Brünn
1870 -
Kalksburg
1933
Adolf Loos was both an architect and theorist, who became known for the radical theoretical statements he made condemning decoration aimed at Jugendstil and specifically the Wiener Werkstätte. This uncompromising stance made Adolf Loos a pioneering functionalist. From 1890 to 1893 Adolf Loos studied at the Gewerbeschule in Reichenberg and architecture at the Technische Hochschule in Dresden. Afterwards Adolf Loos spent quite some time in the US before going to Vienna and working in Carl Mayreder's architecture practice.
From 1897 Adolf Loos was self-employed as an architect. In 1899 he built the Café Museum in Vienna, in which the geometrical and rational style espoused by Adolf Loos was already apparent. In 1903 Adolf Loos was editor of the journal "Das Andere - Ein Blatt zur Einführung abendländischer Kunst in Österreich", in which he expressed his thoughts on, and theories of, contemporary architecture, fashion, and design.

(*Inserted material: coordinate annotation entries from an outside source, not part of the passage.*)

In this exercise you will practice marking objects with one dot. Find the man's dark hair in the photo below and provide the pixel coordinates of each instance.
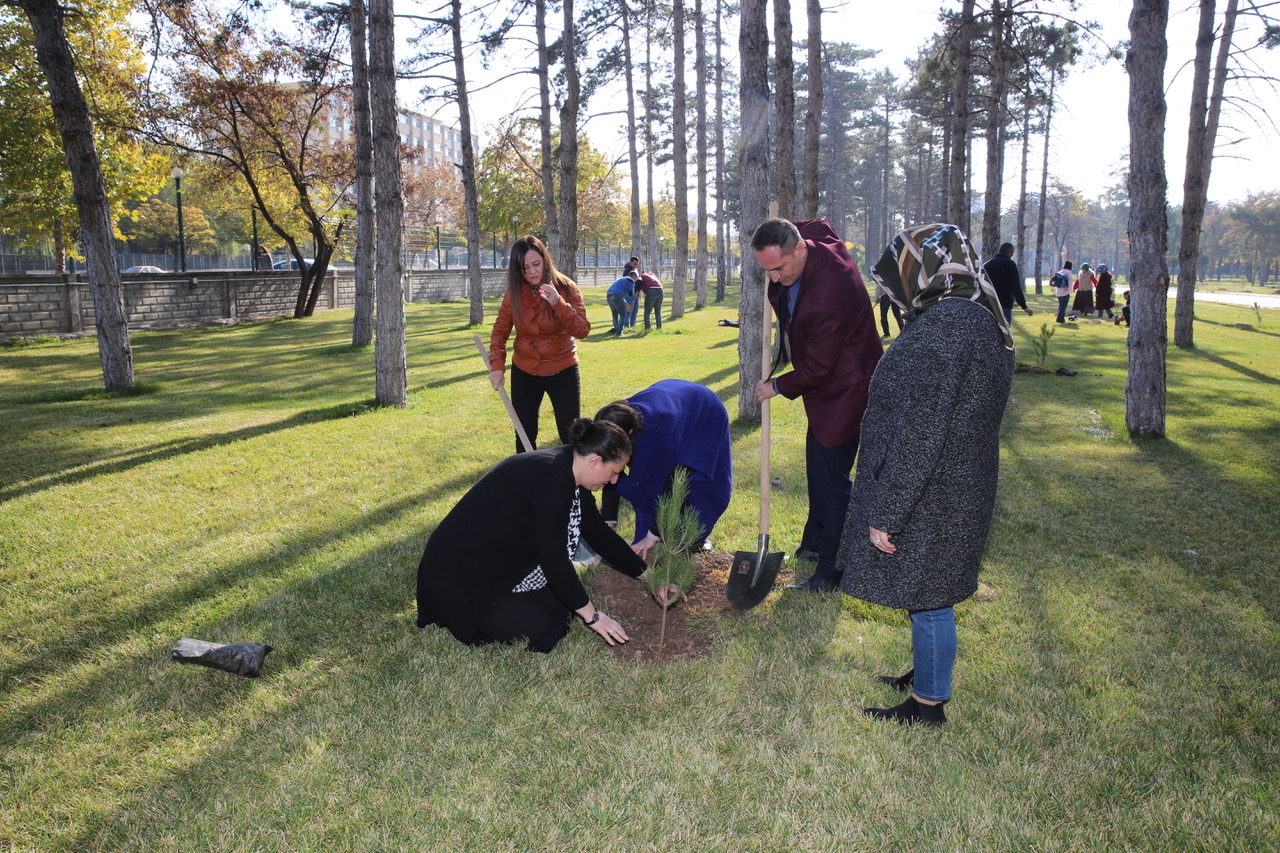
(776, 232)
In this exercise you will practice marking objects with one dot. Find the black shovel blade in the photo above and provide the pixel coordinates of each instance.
(752, 578)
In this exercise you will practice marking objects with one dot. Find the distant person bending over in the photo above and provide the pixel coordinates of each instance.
(927, 471)
(1105, 301)
(672, 424)
(828, 333)
(1061, 284)
(653, 293)
(497, 568)
(1004, 276)
(886, 304)
(621, 297)
(1124, 311)
(1083, 304)
(545, 309)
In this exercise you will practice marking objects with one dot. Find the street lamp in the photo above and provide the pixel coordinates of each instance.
(182, 238)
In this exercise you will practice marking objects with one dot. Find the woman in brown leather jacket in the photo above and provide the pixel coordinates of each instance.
(545, 309)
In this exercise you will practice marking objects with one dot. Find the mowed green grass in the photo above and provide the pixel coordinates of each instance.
(1116, 685)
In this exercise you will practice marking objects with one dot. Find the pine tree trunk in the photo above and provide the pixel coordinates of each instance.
(958, 199)
(649, 140)
(1144, 392)
(1020, 238)
(680, 160)
(362, 322)
(1201, 136)
(567, 260)
(813, 115)
(722, 238)
(992, 200)
(754, 109)
(551, 215)
(700, 159)
(632, 151)
(469, 170)
(1040, 215)
(391, 379)
(785, 108)
(71, 112)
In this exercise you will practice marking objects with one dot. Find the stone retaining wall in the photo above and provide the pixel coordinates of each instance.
(53, 305)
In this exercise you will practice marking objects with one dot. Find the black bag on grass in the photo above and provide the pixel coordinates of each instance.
(238, 658)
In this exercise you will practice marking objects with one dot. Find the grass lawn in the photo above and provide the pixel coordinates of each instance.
(1116, 685)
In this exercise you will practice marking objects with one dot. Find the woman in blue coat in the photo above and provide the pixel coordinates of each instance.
(672, 423)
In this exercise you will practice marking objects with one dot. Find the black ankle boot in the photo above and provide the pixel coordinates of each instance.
(903, 682)
(910, 712)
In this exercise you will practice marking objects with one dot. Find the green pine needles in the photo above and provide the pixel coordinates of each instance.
(1041, 343)
(681, 528)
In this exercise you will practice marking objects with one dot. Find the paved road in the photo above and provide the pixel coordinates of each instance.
(1264, 300)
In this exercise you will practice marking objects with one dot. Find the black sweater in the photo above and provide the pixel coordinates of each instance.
(516, 518)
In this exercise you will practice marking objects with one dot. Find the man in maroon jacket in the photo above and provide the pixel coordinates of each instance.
(828, 334)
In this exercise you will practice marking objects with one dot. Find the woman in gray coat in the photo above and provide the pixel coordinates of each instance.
(926, 484)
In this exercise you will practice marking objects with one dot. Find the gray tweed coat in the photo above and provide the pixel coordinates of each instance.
(928, 460)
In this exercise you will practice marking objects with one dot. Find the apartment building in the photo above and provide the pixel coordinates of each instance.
(438, 140)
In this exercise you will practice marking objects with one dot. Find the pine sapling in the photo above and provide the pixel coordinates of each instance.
(672, 561)
(1041, 343)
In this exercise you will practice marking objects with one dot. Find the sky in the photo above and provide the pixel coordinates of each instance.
(1091, 131)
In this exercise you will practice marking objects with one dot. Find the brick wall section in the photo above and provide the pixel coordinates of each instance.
(39, 305)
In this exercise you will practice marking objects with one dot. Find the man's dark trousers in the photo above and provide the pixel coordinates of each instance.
(827, 470)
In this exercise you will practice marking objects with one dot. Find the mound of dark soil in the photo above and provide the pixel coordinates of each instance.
(640, 615)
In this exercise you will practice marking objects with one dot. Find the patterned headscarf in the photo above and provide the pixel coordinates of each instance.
(928, 263)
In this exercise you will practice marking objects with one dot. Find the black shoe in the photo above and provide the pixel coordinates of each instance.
(900, 683)
(813, 584)
(910, 712)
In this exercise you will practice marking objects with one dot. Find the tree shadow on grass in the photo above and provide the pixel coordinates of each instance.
(40, 482)
(1234, 365)
(87, 632)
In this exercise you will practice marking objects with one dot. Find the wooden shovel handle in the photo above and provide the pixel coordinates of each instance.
(506, 400)
(766, 351)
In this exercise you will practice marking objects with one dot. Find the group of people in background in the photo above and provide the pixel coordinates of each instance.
(906, 532)
(1093, 290)
(625, 295)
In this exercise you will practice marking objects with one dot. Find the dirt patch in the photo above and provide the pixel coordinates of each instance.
(688, 635)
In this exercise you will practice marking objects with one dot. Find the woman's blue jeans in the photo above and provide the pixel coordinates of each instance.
(933, 648)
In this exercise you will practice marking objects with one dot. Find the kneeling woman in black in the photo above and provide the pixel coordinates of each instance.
(498, 566)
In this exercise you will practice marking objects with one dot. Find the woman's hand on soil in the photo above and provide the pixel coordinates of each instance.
(609, 629)
(881, 539)
(668, 594)
(645, 546)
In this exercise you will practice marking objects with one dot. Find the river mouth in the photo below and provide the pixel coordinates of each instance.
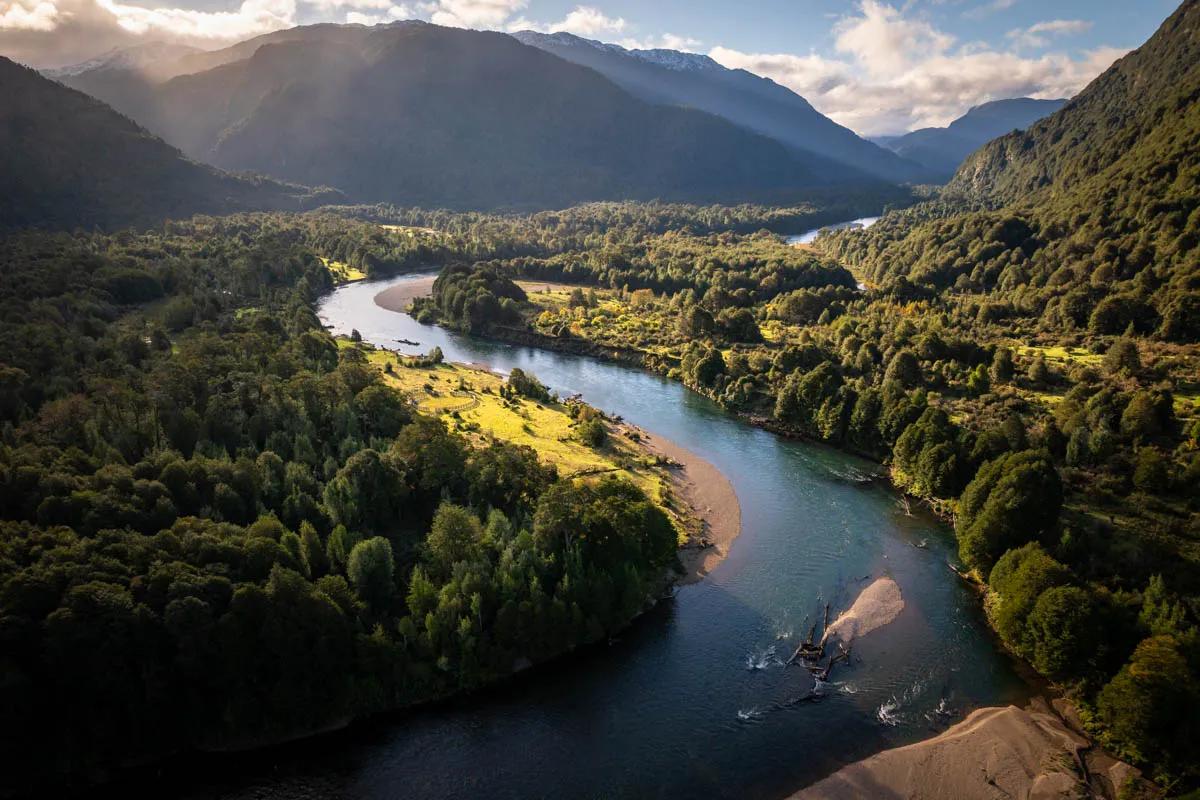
(694, 699)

In 1908 Adolf Loos's important theoretical essay on art was published: "Ornament und Verbrechen". In it Adolf Loos excoriated the "Austrian ornamentalists", scourging in a vitriolic diatribe their predilection for decoration as a degenerate phenomenon from the standpoint of civilised man: "The evolution of culture is synonymous with removing decoration from utilitarian objects." And for architecture Adolf Loos predicted: "Soon the city streets will shine like white walls!".
The following year Adolf Loos hoped to realize his ideas by building the new head office of gentlemen's tailors Goldman & Salatsch. By July 1910 the main façade of the "Loos house" was smooth, white and bereft of adornment, to the horror of the Viennese public. An injunction caused building to cease at that point; construction would not resume until 1912, when Adolf Loos declared himself willing to add bronze window boxes for flowers to the windows.
Other important buildings designed by Adolf Loos are "Haus Steiner" (1910), "Haus Scheu" (1912), "Haus Rufer" (1922), the design for the "Chicago Tribune Tower" (1922), and the house he designed for Tristan Tzara in Paris (1925-26).